Ups! Gambar ini tidak mengikuti Pedoman Konten kami. Untuk melanjutkan publikasi, hapuslah gambar ini atau unggah gambar lain.

******

"Kenapa kau keras kepala!" Kenneth membentak Zella yang sudah hampir mendekati pintu keluar.

"Aku minta maaf, Tuan." Zella menundukkan kepalanya.

Kenneth mendekati Zella dengan cepat. Menahan kedua pipi Zella dan mencium bibir Zella dengan lembut, Kenneth tak bisa membiarkan Zella pergi darinya. Beberapa malam ini, Kenneth tidur tidak nyenyak. Ia selalu melihat ke arah jam dinding, kapan sekiranya waktu berganti menjadi jam tujuh pagi setiap harinya. Pagi ini, jam 7 benar- benar terasa berat bagi Kenneth. Waktu berlalu begitu saja, hingga sore hari kenneth harus melihat Zella dalam keadaan seperti ini.

"Kenneth." Zella menarik napasnya setelah kenneth melepaskan ciuman mereka berdua.

"Kau, aku tak bisa melepaskanmu."

"Sampai berjumpa besok." Zella tak menjawab ucapan kenneth melainkan, ia langsung membuka pintu dan berjalan keluar seolah- olah tak terjadi apa pun di antara mereka.
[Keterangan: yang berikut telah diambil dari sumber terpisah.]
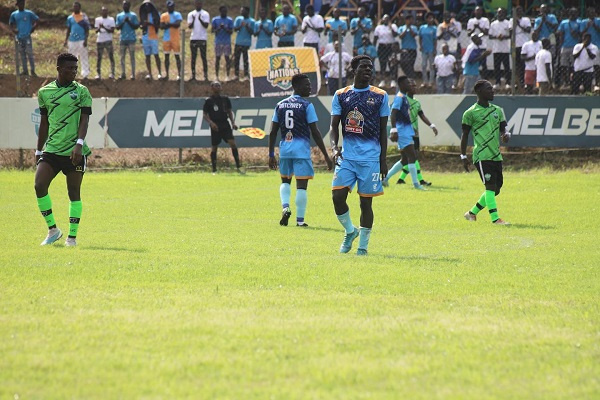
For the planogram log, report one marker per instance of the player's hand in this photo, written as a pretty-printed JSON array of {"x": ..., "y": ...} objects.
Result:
[
  {"x": 273, "y": 163},
  {"x": 76, "y": 155}
]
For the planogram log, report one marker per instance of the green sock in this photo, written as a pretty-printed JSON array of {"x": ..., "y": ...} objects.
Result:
[
  {"x": 480, "y": 205},
  {"x": 490, "y": 199},
  {"x": 45, "y": 206},
  {"x": 404, "y": 172},
  {"x": 74, "y": 217},
  {"x": 419, "y": 176}
]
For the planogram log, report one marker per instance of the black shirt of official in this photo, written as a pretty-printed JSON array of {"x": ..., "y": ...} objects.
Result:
[{"x": 218, "y": 108}]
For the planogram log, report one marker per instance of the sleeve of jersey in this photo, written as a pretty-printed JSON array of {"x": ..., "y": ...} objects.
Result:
[
  {"x": 384, "y": 110},
  {"x": 311, "y": 115}
]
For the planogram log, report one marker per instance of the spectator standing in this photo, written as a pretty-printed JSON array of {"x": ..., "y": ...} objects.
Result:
[
  {"x": 586, "y": 55},
  {"x": 222, "y": 27},
  {"x": 407, "y": 34},
  {"x": 427, "y": 46},
  {"x": 528, "y": 52},
  {"x": 471, "y": 60},
  {"x": 568, "y": 37},
  {"x": 78, "y": 30},
  {"x": 244, "y": 26},
  {"x": 198, "y": 21},
  {"x": 263, "y": 30},
  {"x": 170, "y": 22},
  {"x": 522, "y": 34},
  {"x": 384, "y": 39},
  {"x": 332, "y": 61},
  {"x": 543, "y": 68},
  {"x": 333, "y": 25},
  {"x": 286, "y": 26},
  {"x": 127, "y": 22},
  {"x": 444, "y": 65},
  {"x": 359, "y": 26},
  {"x": 105, "y": 26},
  {"x": 23, "y": 23},
  {"x": 500, "y": 40},
  {"x": 312, "y": 26}
]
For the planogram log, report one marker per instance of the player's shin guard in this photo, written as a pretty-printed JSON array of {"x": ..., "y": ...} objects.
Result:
[
  {"x": 480, "y": 205},
  {"x": 346, "y": 222},
  {"x": 285, "y": 192},
  {"x": 490, "y": 199},
  {"x": 301, "y": 201},
  {"x": 45, "y": 206},
  {"x": 75, "y": 208}
]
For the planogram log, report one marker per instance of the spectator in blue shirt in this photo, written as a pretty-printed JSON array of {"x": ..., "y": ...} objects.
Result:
[
  {"x": 286, "y": 26},
  {"x": 263, "y": 30},
  {"x": 427, "y": 45},
  {"x": 546, "y": 23},
  {"x": 333, "y": 24},
  {"x": 127, "y": 22},
  {"x": 407, "y": 34},
  {"x": 23, "y": 22},
  {"x": 359, "y": 26},
  {"x": 244, "y": 26}
]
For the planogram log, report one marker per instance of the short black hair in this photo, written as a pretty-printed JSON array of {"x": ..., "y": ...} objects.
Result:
[
  {"x": 64, "y": 57},
  {"x": 298, "y": 78},
  {"x": 357, "y": 59}
]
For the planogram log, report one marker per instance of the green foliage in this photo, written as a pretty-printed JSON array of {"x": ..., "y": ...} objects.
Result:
[{"x": 184, "y": 285}]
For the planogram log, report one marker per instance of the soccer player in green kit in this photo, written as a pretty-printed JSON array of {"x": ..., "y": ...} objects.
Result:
[
  {"x": 65, "y": 107},
  {"x": 487, "y": 123}
]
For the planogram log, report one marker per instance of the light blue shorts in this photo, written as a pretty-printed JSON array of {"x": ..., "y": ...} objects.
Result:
[
  {"x": 150, "y": 46},
  {"x": 366, "y": 173},
  {"x": 300, "y": 167}
]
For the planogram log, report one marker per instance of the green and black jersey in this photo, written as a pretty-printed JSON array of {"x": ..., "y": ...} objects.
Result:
[
  {"x": 414, "y": 110},
  {"x": 64, "y": 105},
  {"x": 485, "y": 128}
]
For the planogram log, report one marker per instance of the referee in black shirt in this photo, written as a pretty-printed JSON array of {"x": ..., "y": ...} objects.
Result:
[{"x": 217, "y": 111}]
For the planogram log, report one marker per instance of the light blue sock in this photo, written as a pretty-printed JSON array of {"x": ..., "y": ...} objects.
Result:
[
  {"x": 394, "y": 170},
  {"x": 284, "y": 193},
  {"x": 363, "y": 238},
  {"x": 413, "y": 174},
  {"x": 301, "y": 200},
  {"x": 346, "y": 222}
]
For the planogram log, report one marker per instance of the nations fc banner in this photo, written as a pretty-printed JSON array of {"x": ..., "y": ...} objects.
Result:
[{"x": 271, "y": 70}]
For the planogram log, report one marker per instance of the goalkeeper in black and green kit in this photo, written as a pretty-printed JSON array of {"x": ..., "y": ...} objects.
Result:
[
  {"x": 487, "y": 123},
  {"x": 65, "y": 108}
]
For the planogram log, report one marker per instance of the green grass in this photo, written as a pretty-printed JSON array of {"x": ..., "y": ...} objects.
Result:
[{"x": 185, "y": 286}]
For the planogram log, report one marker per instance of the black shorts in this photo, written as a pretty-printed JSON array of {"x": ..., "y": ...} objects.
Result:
[
  {"x": 224, "y": 133},
  {"x": 491, "y": 174}
]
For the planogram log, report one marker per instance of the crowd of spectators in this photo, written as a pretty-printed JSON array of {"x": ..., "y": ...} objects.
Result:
[{"x": 551, "y": 52}]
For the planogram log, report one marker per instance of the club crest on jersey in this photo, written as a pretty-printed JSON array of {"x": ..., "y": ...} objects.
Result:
[
  {"x": 282, "y": 66},
  {"x": 354, "y": 121}
]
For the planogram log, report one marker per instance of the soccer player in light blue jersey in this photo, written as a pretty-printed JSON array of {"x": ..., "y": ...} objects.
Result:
[
  {"x": 363, "y": 111},
  {"x": 296, "y": 118},
  {"x": 403, "y": 132}
]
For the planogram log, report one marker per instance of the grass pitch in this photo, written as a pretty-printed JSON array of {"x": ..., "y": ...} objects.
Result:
[{"x": 185, "y": 286}]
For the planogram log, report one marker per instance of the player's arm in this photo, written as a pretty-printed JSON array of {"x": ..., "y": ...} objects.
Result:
[{"x": 426, "y": 120}]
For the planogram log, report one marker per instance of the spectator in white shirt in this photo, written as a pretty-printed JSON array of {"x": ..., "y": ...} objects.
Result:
[
  {"x": 586, "y": 55},
  {"x": 198, "y": 21},
  {"x": 528, "y": 53},
  {"x": 543, "y": 67},
  {"x": 312, "y": 26},
  {"x": 332, "y": 61},
  {"x": 385, "y": 37},
  {"x": 500, "y": 40},
  {"x": 522, "y": 31},
  {"x": 444, "y": 65},
  {"x": 105, "y": 26}
]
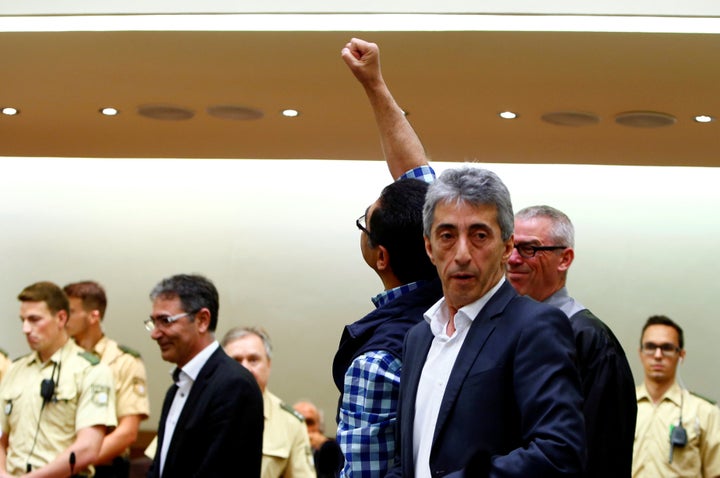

Kenneth terdiam. Kenneth tak habis pikir dengan isi kepala Zella yang sangat aneh, Kenneth berpikir ciumannya berhasil menahan kepergian Zella. Tetapi sungguh di luar dugaan, Zella malah pergi dengan tak peduli.

"Fuck!!" Kenneth memaki di dalam ruangannya, tak ada alasan lagi bagi Kenneth berada di rumah sakit. Ia segera bergerak mengambil kunci mobilnya, pergi meninggalkan rumah sakit.

****

Zella menghentikan taksi, tubuhnya masih terseok- Seok berhasil mendapatkan kendaran yang akan mengantarnya pulang. Zella memejamkan matanya, disaat hatinya berat kenapa Kenneth harus menjadi orang yang melihat ia lemah!.

"Fucking shit! Arghhhh." Zella berteriak ia melupakan bahwa saat ini dirinya berada dalam taksi.

"Nona. Apa anda baik- baik saja," ujar supir taksi yang juga ikut terkejut mendengar teriakannya.

"Maaf..." Zella menunduk malu.

Berselang beberapa menit, Zella akhirnya sampai di depan apartemennya. Tangannya mengeluarkan beberapa lembar uang cash, setelah membayar taksi Zella kembali menarik napasnya dan menghembuskan-nya dengan kasar.

"Tidak apa- apa Zella, mulai besok semuanya akan kembali seperti semula." Zella menyemangati dirinya, ia memasukan sandi pintu apartemennya.

Lampu ruang tamu yang memiliki sensor otomatis. Menyambut Zella, dengan hangat, meskipun yang terdengar hanyalah sebuah kesunyian. Zella melepaskan jaketnya, dia melirik pada lengannya yang di perban, jemari lentik Zella menyentuh perban itu dengan perlahan. Senyumnya sedikit mengembang, membentuk sebuah lengkungan kecil.

"Aku tak akan bisa melepaskanmu." Perkataan Kenneth kembali terngiang di dalam benak Zella.

*****

Mike bermain piano di ruang utama, jemarinya dengan lincah memainkan not Fur Elise ciptaan Ludwig Van Beethoven. Hingga di akhirnya di not terkahir yang seharusnya terdengar sangat merdu, Mike malah menekan not dengan kencang. Emosinya memuncak, ia mukul not piano dengan tangannya.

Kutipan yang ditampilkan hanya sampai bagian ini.